E’ la società che dovrebbe adeguarsi, e non i bambini e i ragazzi, che hanno tutti i diritti di svilupparsi e di fare le loro scelte libere, e al momento opportuno.
Quindi, nell’infanzia attendere e monitorare famiglia e scuola; per chi appare istradato su un percorso transgender, si prenderà in considerazione un trattamento di ritardo della pubertà, per poi , una volta ben chiarita la serietà della scelta del Soggetto, instaurare solo allora un supporto ormonale ed eventualmente chirurgico, per rendere il corpo armonico ed accettabile.

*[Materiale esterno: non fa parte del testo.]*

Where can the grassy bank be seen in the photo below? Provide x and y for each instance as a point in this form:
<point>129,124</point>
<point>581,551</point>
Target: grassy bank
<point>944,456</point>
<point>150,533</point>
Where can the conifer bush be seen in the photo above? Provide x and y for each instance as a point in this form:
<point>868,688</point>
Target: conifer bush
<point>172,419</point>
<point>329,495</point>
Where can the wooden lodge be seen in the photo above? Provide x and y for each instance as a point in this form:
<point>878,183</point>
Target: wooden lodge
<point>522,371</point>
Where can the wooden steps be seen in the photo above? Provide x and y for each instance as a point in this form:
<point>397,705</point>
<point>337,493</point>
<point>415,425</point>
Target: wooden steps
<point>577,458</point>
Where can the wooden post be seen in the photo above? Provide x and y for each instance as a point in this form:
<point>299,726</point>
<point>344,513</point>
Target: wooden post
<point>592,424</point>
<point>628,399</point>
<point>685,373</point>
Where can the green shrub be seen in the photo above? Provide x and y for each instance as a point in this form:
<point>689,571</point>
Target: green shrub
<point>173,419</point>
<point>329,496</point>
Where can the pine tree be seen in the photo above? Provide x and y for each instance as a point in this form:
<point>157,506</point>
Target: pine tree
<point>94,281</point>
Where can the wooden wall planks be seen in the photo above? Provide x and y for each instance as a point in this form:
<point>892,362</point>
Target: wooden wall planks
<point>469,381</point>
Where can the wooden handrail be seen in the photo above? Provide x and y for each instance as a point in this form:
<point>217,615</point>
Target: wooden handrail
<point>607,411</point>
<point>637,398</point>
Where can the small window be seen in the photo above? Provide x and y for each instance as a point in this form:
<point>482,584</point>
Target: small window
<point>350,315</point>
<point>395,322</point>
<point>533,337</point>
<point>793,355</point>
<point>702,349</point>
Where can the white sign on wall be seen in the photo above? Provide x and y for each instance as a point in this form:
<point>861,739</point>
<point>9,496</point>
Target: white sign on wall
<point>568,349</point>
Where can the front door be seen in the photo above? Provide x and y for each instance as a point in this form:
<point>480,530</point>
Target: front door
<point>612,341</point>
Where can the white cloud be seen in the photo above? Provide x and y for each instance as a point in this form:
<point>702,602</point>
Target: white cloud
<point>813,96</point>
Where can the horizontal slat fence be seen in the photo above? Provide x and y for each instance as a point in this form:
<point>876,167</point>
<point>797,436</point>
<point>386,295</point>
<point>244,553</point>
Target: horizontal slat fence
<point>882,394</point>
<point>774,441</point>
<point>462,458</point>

Oggi diversi Soggetti rifiutano la medicalizzazione del loro percorso: ragazzi transgender che mantengono il loro corpo femminile ma cambiano identità anagrafica, magari accontentandosi di una plastica al seno, o neanche. Ragazze transgender che affrontano la vita conservando il loro corpo e i loro organi genitali mascolini, ma che si sentono e vivono come donne, e non vogliono essere operate né trattate con ormoni . Noi medici siamo loro alleati, in un percorso di ragionevole e ragionata libertà, di un nuovo modo di vivere il proprio genere: e discutendo insieme, come stiamo facendo qui, questi diversi e nuovi punti di vista ci prepariamo a queste nuove sfide che il domani ci propone.
Dr. Roberta Ribali- Neuropsichiatra e Psicoterapeuta-
CTU del Tribunale di Milano per le tematiche di Identità di Genere
Scusate ma credo sia meglio fare un passo indietro nel parlare di questi argomenti se non si hanno i termini corretti e, soprattutto, con questo approccio.